My Greatest Weekness
June 12, 2008It has been an interesting and exciting week, and we’re very blessed to have had it.
After thirteen months of toil, strife, and a mess of holidays without pay, I finally got my start date! Yes, you read that correctly. It took thirteen months, but I am now officially a state employee, complete with medical, retirement, paid sick and vacation, and paid holidays! What a year!
Tuesday was our two-year anniversary, and we celebrated it in style—okay, so we actually just hung out at home and ordered a pizza, but you know. Does it help that the pizza wasn’t on our new healthy lifestyle eating plan? Either way, it was delicious!
On Wednesday, we stayed home from work to celebrate a Hawaiian state holiday. Held in honor of the great King Kamehameha, this holiday nevertheless takes on the solemnity of your average Memorial Day or Labor Day on the mainland: a few people here are super-excited about it, and the rest see it as a free day off. All my love to Hawaii and its people, but I have to say: I just loved the fact that for the first time in my life, I got me a paid holiday!

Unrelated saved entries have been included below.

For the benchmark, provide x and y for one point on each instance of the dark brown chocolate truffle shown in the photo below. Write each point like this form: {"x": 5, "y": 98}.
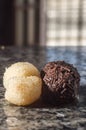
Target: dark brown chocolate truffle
{"x": 60, "y": 82}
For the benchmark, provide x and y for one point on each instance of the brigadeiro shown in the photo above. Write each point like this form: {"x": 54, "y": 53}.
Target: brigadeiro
{"x": 61, "y": 82}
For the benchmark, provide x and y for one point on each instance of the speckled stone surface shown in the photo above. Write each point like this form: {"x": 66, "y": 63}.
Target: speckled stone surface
{"x": 39, "y": 116}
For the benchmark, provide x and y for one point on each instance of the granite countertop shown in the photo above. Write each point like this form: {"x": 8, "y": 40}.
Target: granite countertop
{"x": 41, "y": 117}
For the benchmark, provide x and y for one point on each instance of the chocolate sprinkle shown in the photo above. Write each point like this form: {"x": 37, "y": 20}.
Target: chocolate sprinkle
{"x": 60, "y": 82}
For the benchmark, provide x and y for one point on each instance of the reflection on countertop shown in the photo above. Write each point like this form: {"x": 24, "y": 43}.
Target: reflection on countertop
{"x": 35, "y": 117}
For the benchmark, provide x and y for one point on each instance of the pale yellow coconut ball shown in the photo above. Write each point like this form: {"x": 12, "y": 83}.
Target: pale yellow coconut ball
{"x": 23, "y": 91}
{"x": 19, "y": 69}
{"x": 23, "y": 83}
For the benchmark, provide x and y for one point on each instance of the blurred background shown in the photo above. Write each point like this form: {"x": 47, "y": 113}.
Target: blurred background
{"x": 43, "y": 22}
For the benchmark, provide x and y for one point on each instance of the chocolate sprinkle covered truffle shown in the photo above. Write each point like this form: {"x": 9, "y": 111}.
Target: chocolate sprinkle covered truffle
{"x": 60, "y": 82}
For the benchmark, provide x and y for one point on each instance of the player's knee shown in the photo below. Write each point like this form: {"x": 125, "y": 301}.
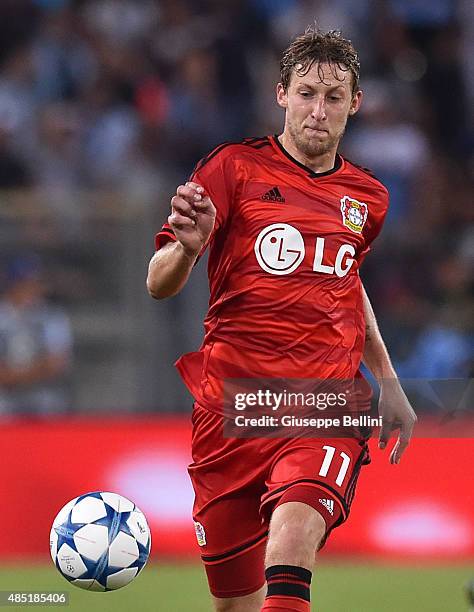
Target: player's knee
{"x": 247, "y": 603}
{"x": 296, "y": 531}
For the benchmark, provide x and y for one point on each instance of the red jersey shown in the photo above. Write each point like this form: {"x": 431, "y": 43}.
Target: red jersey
{"x": 284, "y": 258}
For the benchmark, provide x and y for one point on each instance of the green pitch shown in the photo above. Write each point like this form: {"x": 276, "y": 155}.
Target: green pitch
{"x": 337, "y": 588}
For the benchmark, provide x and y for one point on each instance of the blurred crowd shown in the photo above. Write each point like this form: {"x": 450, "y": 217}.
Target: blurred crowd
{"x": 125, "y": 96}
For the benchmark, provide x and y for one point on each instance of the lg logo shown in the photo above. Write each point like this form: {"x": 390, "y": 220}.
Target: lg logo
{"x": 280, "y": 249}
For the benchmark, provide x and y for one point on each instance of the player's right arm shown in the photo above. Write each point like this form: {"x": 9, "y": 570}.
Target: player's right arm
{"x": 192, "y": 220}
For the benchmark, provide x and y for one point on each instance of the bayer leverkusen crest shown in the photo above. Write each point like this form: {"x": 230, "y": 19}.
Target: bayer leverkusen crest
{"x": 354, "y": 213}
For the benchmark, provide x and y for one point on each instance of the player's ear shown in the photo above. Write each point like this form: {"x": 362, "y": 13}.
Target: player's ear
{"x": 356, "y": 102}
{"x": 282, "y": 96}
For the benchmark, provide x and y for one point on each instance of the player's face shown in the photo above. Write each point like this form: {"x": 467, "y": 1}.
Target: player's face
{"x": 318, "y": 105}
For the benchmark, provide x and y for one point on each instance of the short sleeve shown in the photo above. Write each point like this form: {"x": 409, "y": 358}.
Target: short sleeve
{"x": 377, "y": 214}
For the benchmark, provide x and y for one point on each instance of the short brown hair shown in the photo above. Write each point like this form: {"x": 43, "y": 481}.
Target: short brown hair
{"x": 318, "y": 46}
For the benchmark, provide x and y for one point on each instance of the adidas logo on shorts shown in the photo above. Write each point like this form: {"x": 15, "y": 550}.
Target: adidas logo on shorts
{"x": 328, "y": 504}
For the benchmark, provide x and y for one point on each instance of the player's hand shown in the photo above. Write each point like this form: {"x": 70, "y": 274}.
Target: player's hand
{"x": 192, "y": 217}
{"x": 396, "y": 413}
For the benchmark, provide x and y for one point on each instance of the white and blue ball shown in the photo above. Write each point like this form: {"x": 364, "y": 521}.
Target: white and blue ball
{"x": 100, "y": 541}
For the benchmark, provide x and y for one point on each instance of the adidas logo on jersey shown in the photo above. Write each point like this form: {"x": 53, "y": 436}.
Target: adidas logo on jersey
{"x": 273, "y": 195}
{"x": 328, "y": 504}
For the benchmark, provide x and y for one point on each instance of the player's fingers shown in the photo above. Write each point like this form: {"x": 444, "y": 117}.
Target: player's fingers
{"x": 188, "y": 192}
{"x": 182, "y": 206}
{"x": 195, "y": 186}
{"x": 403, "y": 441}
{"x": 385, "y": 432}
{"x": 205, "y": 205}
{"x": 178, "y": 221}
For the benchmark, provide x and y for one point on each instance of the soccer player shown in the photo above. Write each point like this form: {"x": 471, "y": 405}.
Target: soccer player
{"x": 287, "y": 221}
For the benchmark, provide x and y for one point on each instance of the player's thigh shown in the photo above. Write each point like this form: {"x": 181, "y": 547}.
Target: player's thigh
{"x": 319, "y": 473}
{"x": 248, "y": 603}
{"x": 228, "y": 479}
{"x": 296, "y": 531}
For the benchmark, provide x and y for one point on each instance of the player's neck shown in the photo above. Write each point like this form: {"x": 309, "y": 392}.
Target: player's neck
{"x": 318, "y": 164}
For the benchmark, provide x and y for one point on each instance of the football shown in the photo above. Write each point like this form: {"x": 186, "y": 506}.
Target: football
{"x": 100, "y": 541}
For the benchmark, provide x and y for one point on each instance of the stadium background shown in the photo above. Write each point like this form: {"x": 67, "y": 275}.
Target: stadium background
{"x": 105, "y": 106}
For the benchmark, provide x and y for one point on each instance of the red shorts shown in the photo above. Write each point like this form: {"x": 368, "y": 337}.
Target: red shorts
{"x": 237, "y": 483}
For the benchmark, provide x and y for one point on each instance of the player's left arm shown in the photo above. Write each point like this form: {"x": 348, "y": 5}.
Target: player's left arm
{"x": 394, "y": 407}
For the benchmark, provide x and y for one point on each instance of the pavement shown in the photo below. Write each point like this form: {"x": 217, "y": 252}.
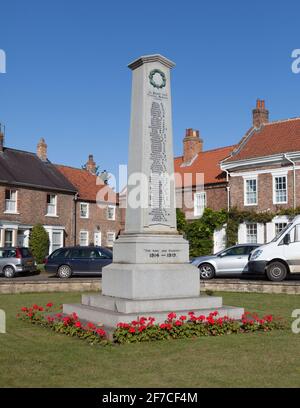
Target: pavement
{"x": 44, "y": 277}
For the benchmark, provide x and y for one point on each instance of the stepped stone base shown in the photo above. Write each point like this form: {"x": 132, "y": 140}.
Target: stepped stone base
{"x": 110, "y": 311}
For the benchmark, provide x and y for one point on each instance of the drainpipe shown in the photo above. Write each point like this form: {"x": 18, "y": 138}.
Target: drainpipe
{"x": 228, "y": 189}
{"x": 75, "y": 218}
{"x": 294, "y": 179}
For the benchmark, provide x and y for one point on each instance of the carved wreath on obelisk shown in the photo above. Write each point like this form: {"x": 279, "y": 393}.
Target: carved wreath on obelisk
{"x": 162, "y": 76}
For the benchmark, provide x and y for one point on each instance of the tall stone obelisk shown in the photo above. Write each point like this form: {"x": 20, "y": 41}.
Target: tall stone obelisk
{"x": 150, "y": 272}
{"x": 151, "y": 260}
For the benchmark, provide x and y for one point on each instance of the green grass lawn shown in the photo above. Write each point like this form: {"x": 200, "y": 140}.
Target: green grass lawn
{"x": 31, "y": 356}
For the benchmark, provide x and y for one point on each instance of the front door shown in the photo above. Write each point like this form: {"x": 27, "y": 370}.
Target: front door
{"x": 292, "y": 250}
{"x": 97, "y": 238}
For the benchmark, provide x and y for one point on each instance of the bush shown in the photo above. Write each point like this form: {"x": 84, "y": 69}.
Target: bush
{"x": 144, "y": 329}
{"x": 39, "y": 243}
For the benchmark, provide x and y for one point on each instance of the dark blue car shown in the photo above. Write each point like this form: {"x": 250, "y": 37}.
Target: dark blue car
{"x": 65, "y": 262}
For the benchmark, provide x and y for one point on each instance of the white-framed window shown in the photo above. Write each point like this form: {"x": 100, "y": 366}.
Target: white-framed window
{"x": 279, "y": 226}
{"x": 11, "y": 201}
{"x": 84, "y": 210}
{"x": 251, "y": 233}
{"x": 83, "y": 238}
{"x": 250, "y": 191}
{"x": 280, "y": 190}
{"x": 57, "y": 239}
{"x": 110, "y": 238}
{"x": 199, "y": 203}
{"x": 8, "y": 238}
{"x": 97, "y": 238}
{"x": 51, "y": 205}
{"x": 111, "y": 212}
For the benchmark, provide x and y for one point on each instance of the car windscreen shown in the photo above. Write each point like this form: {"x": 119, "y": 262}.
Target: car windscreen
{"x": 61, "y": 253}
{"x": 26, "y": 253}
{"x": 280, "y": 234}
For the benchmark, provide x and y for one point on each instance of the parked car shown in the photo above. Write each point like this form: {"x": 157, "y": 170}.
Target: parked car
{"x": 68, "y": 261}
{"x": 280, "y": 257}
{"x": 14, "y": 260}
{"x": 230, "y": 261}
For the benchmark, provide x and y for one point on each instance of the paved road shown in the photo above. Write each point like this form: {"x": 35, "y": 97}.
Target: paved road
{"x": 43, "y": 277}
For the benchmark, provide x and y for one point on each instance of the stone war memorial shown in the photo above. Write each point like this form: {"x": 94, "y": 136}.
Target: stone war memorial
{"x": 150, "y": 274}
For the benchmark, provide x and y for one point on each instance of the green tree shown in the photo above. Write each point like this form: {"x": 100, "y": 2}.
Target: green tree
{"x": 39, "y": 243}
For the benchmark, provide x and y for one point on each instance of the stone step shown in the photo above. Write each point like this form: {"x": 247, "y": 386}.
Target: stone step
{"x": 142, "y": 306}
{"x": 110, "y": 319}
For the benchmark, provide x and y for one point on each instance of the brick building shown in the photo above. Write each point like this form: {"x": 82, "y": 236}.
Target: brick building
{"x": 199, "y": 176}
{"x": 98, "y": 219}
{"x": 33, "y": 191}
{"x": 61, "y": 198}
{"x": 264, "y": 172}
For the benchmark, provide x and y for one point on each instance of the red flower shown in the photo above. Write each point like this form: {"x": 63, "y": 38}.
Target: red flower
{"x": 101, "y": 332}
{"x": 75, "y": 316}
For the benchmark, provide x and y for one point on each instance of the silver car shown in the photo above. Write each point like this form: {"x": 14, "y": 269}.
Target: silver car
{"x": 15, "y": 260}
{"x": 230, "y": 261}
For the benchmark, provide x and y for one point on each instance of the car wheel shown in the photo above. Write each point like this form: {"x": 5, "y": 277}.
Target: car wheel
{"x": 276, "y": 271}
{"x": 207, "y": 271}
{"x": 9, "y": 272}
{"x": 64, "y": 272}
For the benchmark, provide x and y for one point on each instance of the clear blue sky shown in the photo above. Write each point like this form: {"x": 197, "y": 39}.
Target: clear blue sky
{"x": 67, "y": 78}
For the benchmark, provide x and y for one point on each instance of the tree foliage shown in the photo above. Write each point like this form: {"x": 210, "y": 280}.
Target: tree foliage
{"x": 39, "y": 243}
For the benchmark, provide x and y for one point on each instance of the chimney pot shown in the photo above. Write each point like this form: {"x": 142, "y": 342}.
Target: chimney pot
{"x": 42, "y": 149}
{"x": 91, "y": 165}
{"x": 260, "y": 114}
{"x": 192, "y": 145}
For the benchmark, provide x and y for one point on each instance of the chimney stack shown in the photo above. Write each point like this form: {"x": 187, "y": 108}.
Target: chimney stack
{"x": 192, "y": 145}
{"x": 260, "y": 114}
{"x": 42, "y": 149}
{"x": 91, "y": 165}
{"x": 1, "y": 138}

Just in case you’re curious, we also have Prince Kuhio Day in March, and Statehood Day in August—two holidays which you working stiffs don’t have, but which we state employees in our cushy state jobs can’t seem to get enough of.
I’m finding that this really is difficult. How on Earth do you make a week sound interesting?
Hmmmmm …
We are having a fried rice contest at work tomorrow. Thirteen different people (Randi among them) have signed up for a shot at twenty bucks, and possibly some admiration from their fellow co-workers—at least those co-workers who get a chance to sample the fried rice before it runs out.
I think it will be an interesting contest, especially given the fact that fried rice takes on the air of your traditional mainland casserole: if you found it in your fridge, and it’s still good, throw it in the wok. I’m sure we’re bound to see spam in profusion, and I know at least one person is planning to add kamaboko—a sort of processed “fish cake” made from the leftover bits of white fish that didn’t make it into fish sticks. Yes, there is a spam for fish!
Just to give you an example: one student is planning to add kamaboko, bacon, Portuguese sausage, scrambled eggs, pork butt (which is actually pork shoulder), green onions, and Hawaiian chili peppers.
We will definitely keep everyone posted on how the contest goes, though we’re not holding our breath. These people have hundreds of years of combined experience in fried rice preparation.
It occurs to me as I think up what else to put into this post that I never told the garlic fries story I promised. It took place a very long time ago, so I hope I have the details right, but a commitment is a commitment.
Some months back, we ordered dinner from a place called the Dixie Grill, hoping for a spot of good barbecue. We realize now that mainland barbecue is quite a different thing from Hawaiian barbecue, but at the time …
As one of our side dishes, Randi and I each ordered a serving of garlic fries, thinking that in the style of Old Chicagos everywhere, we would be treated to a heap of the golden-brown delicacies sprinkled with a measure of garlic salt. (also, we were really craving Lazlo’s at the time)
What we received instead was a heap of soggy French fries liberally coated in raw, minced garlic—the real stuff, not processed. In fact, the garlic was so prevalent that when I pulled the French fries out of my to-go container, scraped all the garlic off, and packed the garlic into a measuring cup, I was able to collect about half a cup of fresh garlic. Can we say overkill?
That’s really about all for this week, or at least the portion of the week that has taken place thus far. I will write more when more happens, or when next Thursday rolls around, whichever comes first.